Yellow’s Tuesday filing in a Delaware bankruptcy court said claims stemming from its failure to provide 60-day notices to employees ahead of mass layoffs should be thrown out, or at least materially reduced.
Counsel for the company said WARN Act requirements don’t apply as the defunct less-than-truckload carrier’s shutdown was abrupt and the result of the Teamsters union’s refusal to allow a second round of operational changes that were integral to its survival.
The turnaround plan dubbed One Yellow included consolidating its four LTL operating companies, closing redundant terminals and making some drivers work freight on the docks, among other changes. Yellow began pursuing the changes in 2022 and announced in June of last year that it would be out of cash in weeks if the Teamsters didn’t acquiesce. The union contended it had given enough in the past in the form of wage and benefits concessions and that it wasn’t going to keep bailing the company out.
Yellow (OTC: YELLQ) believes the WARN Act doesn’t apply as its closing was unforeseen. It said even in its final days it planned to keep running the business and had a private equity investor lined up to provide it needed capital. It said the union’s denial of the second round of operational changes, and the issuance of a strike notice over missed benefits payments, led to a rapid deterioration in its business.
The strike notice “scared off Yellow’s customers, leading to the sudden, unexpected collapse of Yellow in a matter of days,” the filing stated.
The carrier’s daily shipments declined from 44,550 on July 12 last year to 32,500 on July 19, two days after the strike notice. Shipments fell to 10,450 on July 21 and were nearly zero by July 26. Yellow ceased operations on July 30.
The company said it didn’t have time to plan for mass layoffs and the issuance of WARN Act notices was “neither feasible nor required.” It claims protection from the notification requirement due to the sudden decline in business and argued the requirement’s “faltering company exception” applies as it was still seeking business from customers and capital from investors in its last days. The notices would have scared off both, the filing said.
Of the roughly 1,300 claims referenced in filings, some were made on behalf of employees by pension or health and welfare funds, which “lack standing” to bring the claims, Yellow asserted. Also, some employees released the company from the claims in exchange for severance. A separate filing showed approximately $244 million in claims related to WARN Act violations but noted that many were duplicate claims filed by both employees and their unions or union-related funds.
“The reality is that the Debtors shut down their businesses on an extremely short time frame as the result of completely irrational behavior from the [Teamsters] that neither the Debtors nor any other rational employer would have expected or planned for. No WARN act [provision] provides for liability under these circumstances,” the filing said.
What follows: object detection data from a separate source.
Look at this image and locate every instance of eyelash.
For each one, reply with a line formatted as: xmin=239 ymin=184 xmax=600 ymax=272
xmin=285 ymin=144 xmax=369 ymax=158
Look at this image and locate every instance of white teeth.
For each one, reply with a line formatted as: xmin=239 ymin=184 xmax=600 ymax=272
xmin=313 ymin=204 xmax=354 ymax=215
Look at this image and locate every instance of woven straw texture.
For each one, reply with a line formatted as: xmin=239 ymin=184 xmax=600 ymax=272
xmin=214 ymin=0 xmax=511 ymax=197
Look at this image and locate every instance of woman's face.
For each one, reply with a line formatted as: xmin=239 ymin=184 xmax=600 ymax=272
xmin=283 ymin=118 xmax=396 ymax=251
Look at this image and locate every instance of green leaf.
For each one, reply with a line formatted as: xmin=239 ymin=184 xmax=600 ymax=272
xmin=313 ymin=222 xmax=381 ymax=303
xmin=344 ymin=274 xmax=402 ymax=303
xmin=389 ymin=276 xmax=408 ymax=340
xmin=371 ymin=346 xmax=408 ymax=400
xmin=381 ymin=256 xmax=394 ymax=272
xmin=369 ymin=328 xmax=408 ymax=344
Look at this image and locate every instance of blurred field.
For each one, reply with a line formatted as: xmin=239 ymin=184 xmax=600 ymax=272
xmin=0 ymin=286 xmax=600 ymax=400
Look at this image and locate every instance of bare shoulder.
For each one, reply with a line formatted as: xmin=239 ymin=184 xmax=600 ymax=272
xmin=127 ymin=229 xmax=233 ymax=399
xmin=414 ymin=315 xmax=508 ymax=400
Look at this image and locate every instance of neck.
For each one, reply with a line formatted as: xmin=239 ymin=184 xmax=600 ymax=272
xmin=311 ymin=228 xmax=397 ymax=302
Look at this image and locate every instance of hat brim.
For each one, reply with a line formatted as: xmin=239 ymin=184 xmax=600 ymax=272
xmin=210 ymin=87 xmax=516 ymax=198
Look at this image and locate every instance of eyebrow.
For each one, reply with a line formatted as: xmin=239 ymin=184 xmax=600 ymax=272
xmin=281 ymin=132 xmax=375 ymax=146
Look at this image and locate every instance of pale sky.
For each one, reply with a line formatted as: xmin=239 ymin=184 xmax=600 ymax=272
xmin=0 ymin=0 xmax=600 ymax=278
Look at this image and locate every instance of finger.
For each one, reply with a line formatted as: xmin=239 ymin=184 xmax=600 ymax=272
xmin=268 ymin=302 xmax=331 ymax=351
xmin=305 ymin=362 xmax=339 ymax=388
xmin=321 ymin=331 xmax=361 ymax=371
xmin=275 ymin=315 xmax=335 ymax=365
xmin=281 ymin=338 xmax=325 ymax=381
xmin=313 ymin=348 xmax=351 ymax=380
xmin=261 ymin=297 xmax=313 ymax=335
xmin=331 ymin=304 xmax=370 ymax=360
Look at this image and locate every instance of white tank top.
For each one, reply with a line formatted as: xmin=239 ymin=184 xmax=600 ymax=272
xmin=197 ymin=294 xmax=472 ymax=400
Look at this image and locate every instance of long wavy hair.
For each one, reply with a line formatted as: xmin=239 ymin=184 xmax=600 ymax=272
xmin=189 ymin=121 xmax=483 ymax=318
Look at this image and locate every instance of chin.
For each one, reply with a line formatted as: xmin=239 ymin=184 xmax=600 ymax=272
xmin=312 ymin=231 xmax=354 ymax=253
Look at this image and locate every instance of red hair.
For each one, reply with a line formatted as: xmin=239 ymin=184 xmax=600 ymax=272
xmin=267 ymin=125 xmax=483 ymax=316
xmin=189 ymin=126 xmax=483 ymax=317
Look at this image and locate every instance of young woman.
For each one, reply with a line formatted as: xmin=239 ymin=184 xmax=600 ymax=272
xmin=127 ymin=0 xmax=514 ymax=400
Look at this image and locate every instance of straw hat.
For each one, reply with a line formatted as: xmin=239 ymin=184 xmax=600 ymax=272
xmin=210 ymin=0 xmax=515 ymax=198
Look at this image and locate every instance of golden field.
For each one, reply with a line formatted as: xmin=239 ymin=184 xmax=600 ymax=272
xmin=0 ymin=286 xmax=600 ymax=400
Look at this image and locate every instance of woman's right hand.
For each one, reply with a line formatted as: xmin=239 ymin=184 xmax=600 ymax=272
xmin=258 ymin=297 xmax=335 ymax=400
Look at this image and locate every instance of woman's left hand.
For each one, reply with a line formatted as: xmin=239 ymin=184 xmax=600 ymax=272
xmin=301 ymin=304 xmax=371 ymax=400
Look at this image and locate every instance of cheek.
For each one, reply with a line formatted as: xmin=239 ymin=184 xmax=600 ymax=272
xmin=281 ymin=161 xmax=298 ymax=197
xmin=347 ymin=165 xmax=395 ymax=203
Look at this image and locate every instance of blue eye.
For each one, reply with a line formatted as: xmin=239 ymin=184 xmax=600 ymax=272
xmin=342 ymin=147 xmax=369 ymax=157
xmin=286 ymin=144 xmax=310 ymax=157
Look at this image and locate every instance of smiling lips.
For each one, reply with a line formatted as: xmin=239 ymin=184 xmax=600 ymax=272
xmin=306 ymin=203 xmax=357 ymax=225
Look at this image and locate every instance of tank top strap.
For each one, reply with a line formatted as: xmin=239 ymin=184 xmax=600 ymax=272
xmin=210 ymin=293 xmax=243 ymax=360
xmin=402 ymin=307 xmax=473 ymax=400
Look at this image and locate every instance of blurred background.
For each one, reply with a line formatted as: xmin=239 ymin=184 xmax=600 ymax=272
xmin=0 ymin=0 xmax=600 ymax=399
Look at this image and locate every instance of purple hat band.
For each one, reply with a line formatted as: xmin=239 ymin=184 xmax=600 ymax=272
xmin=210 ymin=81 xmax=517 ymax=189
Yellow said it was ready for a hard fight with the union and that “give-and-take” often led to operational changes in the past.
“Based on this historical record, Yellow understood that the [union] would drive a hard bargain but never drive the Company to the brink of failure, which would risk losing 22,000 unionized jobs,” the filing read.
Yellow’s objection asked the court to grant the order with an April 4 deadline for claimants to respond and a hearing date of April 11.
Discovery will continue in Yellow’s $137M suit against Teamsters
A U.S. District Court in Kansas said discovery in Yellow’s $137 million breach-of-contract lawsuit against the Teamsters will continue. The union argued to stay the costly advanced stages of discovery for a case that may ultimately be thrown out. A separate motion from the Teamsters has called on the court to dismiss the case.
An order denying the stay showed that the union had produced less than 1% of its total expected document production. Unsurprisingly, the filing showed Yellow had “substantially completed their document production by the March 1 deadline.”
The suit claims the Teamsters intentionally blocked the proposed change of operations, which it didn’t have the authority to do.